There are an assortment of virtual waiting room or website queuing solutions around, some provided by third-parties to add to your site via a simple integration, others custom designed by the site owners from scratch. If you’ve ever bought tickets to a popular concert or sporting event online you’ve likely experienced such a system.

Section offers a Virtual Waiting Room module for customers to deploy alongside other modules in their edge stack – for example caching, web application firewall (WAF), bot management, A/B testing, custom containers, etc.

But why not just address the underlying concern and scale your infrastructure?

In the modern world of elastic cloud infrastructure, automated scaling, and granular billing, it is tempting to suggest that we shouldn’t need to restrict the number of concurrent users accessing a service anymore. We should be able to add all the hardware we need to service the demand for the duration of the increased traffic, and then deprovision it all afterward, only paying for what was needed while it was being used.

Scaling Out

Scaling out, or adding more servers, is what the cloud excels at, but many existing software architectures were not designed to scale this way. One example is the single-master model often found in popular database systems: no matter how many replicas are added, there is always one server that needs to coordinate the rest and will be the bottleneck.

Scaling Up

Scaling up, or adding more CPU, RAM, disk, or network capacity to the same number of servers, is also an option in most clouds but can be tricky when applying such changes can disrupt availability to the service, or when you’re already using one of the largest instance types, or the large types are not available in the datacenter you need it to be in.

Hybrid Approach

One approach is to use a virtual waiting room to guide infrastructure scaling decisions. Building for a very large scale is simply waste for many systems until there is evidence that large scale needs to be supported. Using a queue allows the system to be online for most users instead of offline for all, and frees the engineers to focus on implementing better scaling solutions instead of fire fighting.

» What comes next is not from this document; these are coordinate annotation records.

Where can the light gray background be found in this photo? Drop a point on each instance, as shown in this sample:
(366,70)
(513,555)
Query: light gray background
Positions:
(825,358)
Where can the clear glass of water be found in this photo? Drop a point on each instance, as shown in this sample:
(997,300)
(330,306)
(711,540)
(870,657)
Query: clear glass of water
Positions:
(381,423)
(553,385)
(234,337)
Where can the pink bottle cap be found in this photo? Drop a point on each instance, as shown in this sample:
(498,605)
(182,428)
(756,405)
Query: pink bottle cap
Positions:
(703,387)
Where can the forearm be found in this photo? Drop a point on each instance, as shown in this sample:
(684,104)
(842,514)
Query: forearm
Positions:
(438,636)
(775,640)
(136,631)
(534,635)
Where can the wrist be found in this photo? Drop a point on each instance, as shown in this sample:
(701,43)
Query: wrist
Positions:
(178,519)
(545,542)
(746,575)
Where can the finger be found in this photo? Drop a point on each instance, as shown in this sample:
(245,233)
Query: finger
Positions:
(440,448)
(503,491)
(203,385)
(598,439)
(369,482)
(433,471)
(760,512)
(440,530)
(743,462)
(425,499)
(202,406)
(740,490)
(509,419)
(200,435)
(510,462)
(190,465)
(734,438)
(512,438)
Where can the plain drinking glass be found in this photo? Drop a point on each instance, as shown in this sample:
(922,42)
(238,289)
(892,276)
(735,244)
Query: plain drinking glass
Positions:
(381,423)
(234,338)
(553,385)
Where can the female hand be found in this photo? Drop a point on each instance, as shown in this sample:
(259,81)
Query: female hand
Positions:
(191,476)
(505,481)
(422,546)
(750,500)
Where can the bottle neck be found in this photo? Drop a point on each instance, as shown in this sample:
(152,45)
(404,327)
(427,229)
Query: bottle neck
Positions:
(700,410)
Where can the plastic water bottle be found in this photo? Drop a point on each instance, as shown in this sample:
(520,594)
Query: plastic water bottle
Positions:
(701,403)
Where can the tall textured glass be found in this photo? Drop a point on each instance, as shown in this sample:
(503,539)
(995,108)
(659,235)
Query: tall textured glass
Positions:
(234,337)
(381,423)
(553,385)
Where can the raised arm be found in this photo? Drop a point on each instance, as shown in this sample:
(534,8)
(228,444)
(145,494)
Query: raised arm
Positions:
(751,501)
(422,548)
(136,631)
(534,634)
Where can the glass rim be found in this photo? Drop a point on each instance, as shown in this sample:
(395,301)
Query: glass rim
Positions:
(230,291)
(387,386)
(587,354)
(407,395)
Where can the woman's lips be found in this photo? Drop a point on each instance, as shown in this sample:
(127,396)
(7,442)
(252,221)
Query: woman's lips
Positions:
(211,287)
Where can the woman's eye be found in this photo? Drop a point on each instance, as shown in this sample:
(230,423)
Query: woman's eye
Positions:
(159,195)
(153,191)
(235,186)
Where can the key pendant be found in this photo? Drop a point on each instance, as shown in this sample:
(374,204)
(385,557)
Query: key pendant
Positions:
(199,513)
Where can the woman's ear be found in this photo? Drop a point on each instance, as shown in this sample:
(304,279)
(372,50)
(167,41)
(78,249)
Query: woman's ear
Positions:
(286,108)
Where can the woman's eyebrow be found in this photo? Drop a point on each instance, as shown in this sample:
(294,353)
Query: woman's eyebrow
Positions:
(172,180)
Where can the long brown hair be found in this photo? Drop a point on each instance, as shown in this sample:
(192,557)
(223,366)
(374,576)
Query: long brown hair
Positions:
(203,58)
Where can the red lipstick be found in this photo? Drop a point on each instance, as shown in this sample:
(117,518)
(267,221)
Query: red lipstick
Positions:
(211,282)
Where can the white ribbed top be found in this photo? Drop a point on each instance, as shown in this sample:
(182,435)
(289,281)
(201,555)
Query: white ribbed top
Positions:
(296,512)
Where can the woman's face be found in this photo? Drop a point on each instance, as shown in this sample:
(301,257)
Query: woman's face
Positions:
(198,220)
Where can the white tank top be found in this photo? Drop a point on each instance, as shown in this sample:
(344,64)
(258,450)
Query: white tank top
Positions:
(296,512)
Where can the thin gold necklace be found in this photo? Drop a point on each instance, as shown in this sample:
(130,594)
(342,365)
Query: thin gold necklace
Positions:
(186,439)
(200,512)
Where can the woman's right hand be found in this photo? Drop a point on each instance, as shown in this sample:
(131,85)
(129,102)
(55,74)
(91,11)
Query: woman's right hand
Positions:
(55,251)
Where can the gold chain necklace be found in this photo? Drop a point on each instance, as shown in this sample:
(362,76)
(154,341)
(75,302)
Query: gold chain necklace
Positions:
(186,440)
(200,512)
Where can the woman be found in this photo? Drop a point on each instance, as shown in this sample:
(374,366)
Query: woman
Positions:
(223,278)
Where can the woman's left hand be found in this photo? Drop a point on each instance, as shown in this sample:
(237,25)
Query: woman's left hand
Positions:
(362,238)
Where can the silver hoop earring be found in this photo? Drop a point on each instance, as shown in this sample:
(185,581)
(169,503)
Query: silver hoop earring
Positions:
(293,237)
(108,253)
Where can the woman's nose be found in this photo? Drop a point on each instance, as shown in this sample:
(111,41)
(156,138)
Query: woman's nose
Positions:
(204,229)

Planning for traffic surges

Recent circumstances have left many DevOps teams scrambling to support increased online traffic volumes, highlighting the need for ongoing preparation for these types of events. ITNews recently covered the pacing efforts of Coles Liquor, one of Australia’s largest liquor retailers, calling out years of background prep as the reason they’ve been able to handle the ‘digital stock-up surge’.

“We have been doing a lot of stress testing over the last couple of years since I joined Coles.” Juan De La Pava, martech and performance manager for Coles Liquor

Regular performance, load, and stress tests are an important part of the development lifecycle. It’s critical that teams continually reevaluate systems, resources, and processes to ensure there aren’t gaps or underinvestments in technology and/or people.